Introduction and background

Heterotopic ossification (HO) is defined as the extraskeletal bone formation in soft tissues, blood vessels, ligaments and muscles [1]. HO described for the first time during World War I as a complication of blast injuries and constitutes a serious reason of morbidity in soldiers. It is associated with many factors, such as trauma, burns, rare congenital diseases, brain and spinal cord injuries (SCI) [1]. Inflammatory pathways have been suggested so far to play an important role in HO. Three types of HO have been described; traumatic, neurogenic and hereditary [2].

In this study, a thorough review on neurogenic heterotopic ossification (NHO), following SCI was performed. Although etiology still remains obscure, nowadays a correlation between triggering factors, progenitor cells’ differentiation into cartilage and bone is attempted [3,4].

In the recent years, treatment of HO is based on surgical resection following NHO maturation. However, it is pivotal to find out prophylactic treatment in order to prevent SCI-patients from HO [5]. Although nonsteroidal anti-inflammatory drugs (NSAIDs) and irradiation remain the basic prophylactic methods against HO, new molecular therapies are investigated.
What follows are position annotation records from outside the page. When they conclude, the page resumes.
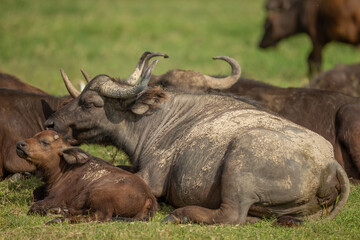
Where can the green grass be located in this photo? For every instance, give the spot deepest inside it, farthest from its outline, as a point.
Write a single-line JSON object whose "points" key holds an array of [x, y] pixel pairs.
{"points": [[39, 37]]}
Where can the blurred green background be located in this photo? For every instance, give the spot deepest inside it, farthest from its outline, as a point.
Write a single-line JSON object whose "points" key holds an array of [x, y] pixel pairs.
{"points": [[39, 37]]}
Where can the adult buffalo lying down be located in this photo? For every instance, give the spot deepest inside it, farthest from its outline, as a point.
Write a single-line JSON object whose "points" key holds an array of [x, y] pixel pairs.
{"points": [[333, 115], [77, 183], [224, 157]]}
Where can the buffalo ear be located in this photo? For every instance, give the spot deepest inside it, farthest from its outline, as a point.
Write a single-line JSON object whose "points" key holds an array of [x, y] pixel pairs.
{"points": [[148, 101], [75, 155]]}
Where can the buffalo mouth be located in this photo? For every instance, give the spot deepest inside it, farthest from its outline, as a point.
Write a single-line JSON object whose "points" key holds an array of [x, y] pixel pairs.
{"points": [[22, 153]]}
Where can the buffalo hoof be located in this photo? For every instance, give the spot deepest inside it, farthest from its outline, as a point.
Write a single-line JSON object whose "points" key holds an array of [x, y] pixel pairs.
{"points": [[288, 221], [56, 221]]}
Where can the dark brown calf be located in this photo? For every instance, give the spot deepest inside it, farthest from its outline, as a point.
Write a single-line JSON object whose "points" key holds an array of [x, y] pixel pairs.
{"points": [[77, 183]]}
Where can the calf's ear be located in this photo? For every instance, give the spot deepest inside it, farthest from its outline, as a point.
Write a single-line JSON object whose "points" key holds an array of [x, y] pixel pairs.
{"points": [[75, 155]]}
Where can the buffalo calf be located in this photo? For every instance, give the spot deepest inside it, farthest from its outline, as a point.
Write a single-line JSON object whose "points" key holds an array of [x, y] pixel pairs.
{"points": [[77, 183]]}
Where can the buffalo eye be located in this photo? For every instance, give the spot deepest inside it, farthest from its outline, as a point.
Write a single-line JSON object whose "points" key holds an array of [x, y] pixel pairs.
{"points": [[45, 142]]}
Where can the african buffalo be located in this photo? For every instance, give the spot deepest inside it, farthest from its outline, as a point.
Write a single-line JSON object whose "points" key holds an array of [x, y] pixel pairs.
{"points": [[333, 115], [323, 20], [78, 183], [226, 158], [22, 115], [341, 78], [11, 82]]}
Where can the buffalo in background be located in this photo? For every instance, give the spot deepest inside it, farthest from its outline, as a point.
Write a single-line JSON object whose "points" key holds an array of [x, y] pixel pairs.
{"points": [[333, 115], [342, 78], [323, 20]]}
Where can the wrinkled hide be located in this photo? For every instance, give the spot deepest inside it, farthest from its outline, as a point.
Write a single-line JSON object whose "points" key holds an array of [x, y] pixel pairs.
{"points": [[323, 21], [216, 158]]}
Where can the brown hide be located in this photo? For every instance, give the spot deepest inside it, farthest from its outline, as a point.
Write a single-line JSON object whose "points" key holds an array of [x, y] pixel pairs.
{"points": [[80, 184], [323, 21], [22, 115], [342, 78]]}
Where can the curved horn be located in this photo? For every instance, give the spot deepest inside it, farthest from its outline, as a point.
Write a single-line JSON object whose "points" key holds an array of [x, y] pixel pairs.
{"points": [[225, 82], [143, 64], [138, 69], [113, 90], [86, 76], [71, 89]]}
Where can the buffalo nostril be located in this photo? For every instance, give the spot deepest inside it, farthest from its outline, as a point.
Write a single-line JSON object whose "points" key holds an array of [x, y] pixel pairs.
{"points": [[49, 124], [21, 145]]}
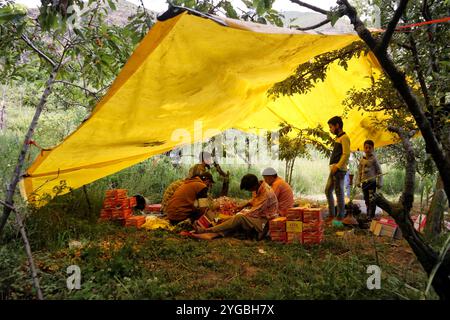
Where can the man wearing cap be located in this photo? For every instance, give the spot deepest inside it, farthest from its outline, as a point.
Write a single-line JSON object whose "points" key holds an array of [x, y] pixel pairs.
{"points": [[263, 207], [181, 205], [281, 188]]}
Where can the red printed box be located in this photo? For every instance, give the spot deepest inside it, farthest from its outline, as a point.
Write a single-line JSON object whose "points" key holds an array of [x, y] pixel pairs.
{"points": [[312, 215], [153, 207], [204, 222], [277, 224], [313, 226], [295, 213], [292, 237], [135, 221], [278, 236], [312, 240], [388, 221]]}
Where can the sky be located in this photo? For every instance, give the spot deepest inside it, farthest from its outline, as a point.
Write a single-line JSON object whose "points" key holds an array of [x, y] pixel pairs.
{"points": [[161, 5]]}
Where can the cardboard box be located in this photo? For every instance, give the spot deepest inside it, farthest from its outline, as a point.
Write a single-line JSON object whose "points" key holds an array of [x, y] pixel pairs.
{"points": [[295, 213], [153, 207], [294, 226], [388, 221], [419, 222], [278, 224], [204, 222], [293, 237], [135, 221], [312, 239], [312, 215], [386, 229], [313, 226], [278, 236], [314, 233], [373, 225]]}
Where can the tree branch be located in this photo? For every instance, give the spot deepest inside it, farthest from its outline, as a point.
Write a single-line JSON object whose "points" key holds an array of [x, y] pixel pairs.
{"points": [[77, 86], [358, 25], [314, 26], [407, 197], [418, 69], [434, 146], [391, 26], [39, 52], [310, 6]]}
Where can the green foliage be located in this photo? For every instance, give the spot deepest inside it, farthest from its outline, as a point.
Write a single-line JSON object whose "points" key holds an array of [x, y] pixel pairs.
{"points": [[307, 74], [138, 264], [11, 12], [380, 97], [294, 142]]}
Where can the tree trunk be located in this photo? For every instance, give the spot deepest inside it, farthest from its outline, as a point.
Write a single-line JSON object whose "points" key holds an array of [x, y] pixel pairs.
{"points": [[226, 179], [435, 215], [433, 145], [426, 255], [20, 162]]}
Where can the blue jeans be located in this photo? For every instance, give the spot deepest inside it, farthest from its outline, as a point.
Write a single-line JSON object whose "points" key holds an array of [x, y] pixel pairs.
{"points": [[336, 182]]}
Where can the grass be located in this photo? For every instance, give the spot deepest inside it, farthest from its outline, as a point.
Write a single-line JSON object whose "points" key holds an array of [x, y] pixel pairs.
{"points": [[126, 263]]}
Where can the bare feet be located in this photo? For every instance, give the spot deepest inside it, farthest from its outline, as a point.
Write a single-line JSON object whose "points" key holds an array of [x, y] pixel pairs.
{"points": [[206, 236], [198, 228]]}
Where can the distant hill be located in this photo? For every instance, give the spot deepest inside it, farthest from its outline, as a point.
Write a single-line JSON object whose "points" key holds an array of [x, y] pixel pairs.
{"points": [[306, 19], [125, 9]]}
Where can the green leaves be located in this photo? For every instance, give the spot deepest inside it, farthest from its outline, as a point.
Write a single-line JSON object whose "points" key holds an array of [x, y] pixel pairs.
{"points": [[12, 12], [228, 7], [306, 75]]}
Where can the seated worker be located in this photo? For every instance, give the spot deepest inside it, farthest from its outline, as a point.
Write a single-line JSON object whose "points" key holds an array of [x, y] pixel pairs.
{"points": [[181, 205], [281, 188], [202, 167], [263, 207], [168, 193]]}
Furthermore, the fact that common pathophysiological mechanisms may lead to different types of HO triggers research for new molecular therapies [2].

This review provides an overview of NHO pathophysiology, conceivable treatments and possible therapeutic targets.

Review

Epidemiology

NHO prevalence in SCI patients has been estimated to be between 10% and 53% [6]. In the study of Rawat et al., 6.3% of SCI patients developed HO, mostly at the hip joint [6]. The prevalence of NHO after SCI is lower in pediatric patients than in adults. Moreover, it has been described as spontaneous desorption of the lesions among children [7].

Risk factors

Many factors have been associated with the onset of NHO, including the duration of coma, the need for artificial ventilation and tracheostomy, and the development of vascular stasis, pneumonia or other infections. Additionally, the level of SCI is of crucial importance. Low cervical or high thoracic lesions increase the risk for NHO [8]. The disease always appears caudally to the lesion level, mainly in hip knee, elbow and shoulder joints. Other risk factors include male sex, young age and the development of autonomic dysreflexia [8,9].

Clinical presentation

NHO develops within two to four months following SCI with persistent pain, swelling, erythema, warmth and decreased range of motion. In the early stage, it is presented with localized pain, swelling and tenderness. During this phase, lesions consist of collagen fibers and fibroblasts, demonstrate high turnover and may be confused with osteosarcoma. In later stages, mature bone tissue is developed and swelling is limited. Joint range of motion is decreased affecting normal posture, leading to joint stiffness, limitation of daily activities, ankylosis and ulcerations of the skin [10].

Classification systems

Many classification systems have been proposed for HO [11]. Mavrogenis et al. suggested a classification system for NHO of the hip [12]. However, Brooker’s classification, based solely on plain radiograms, remains the most commonly used [11].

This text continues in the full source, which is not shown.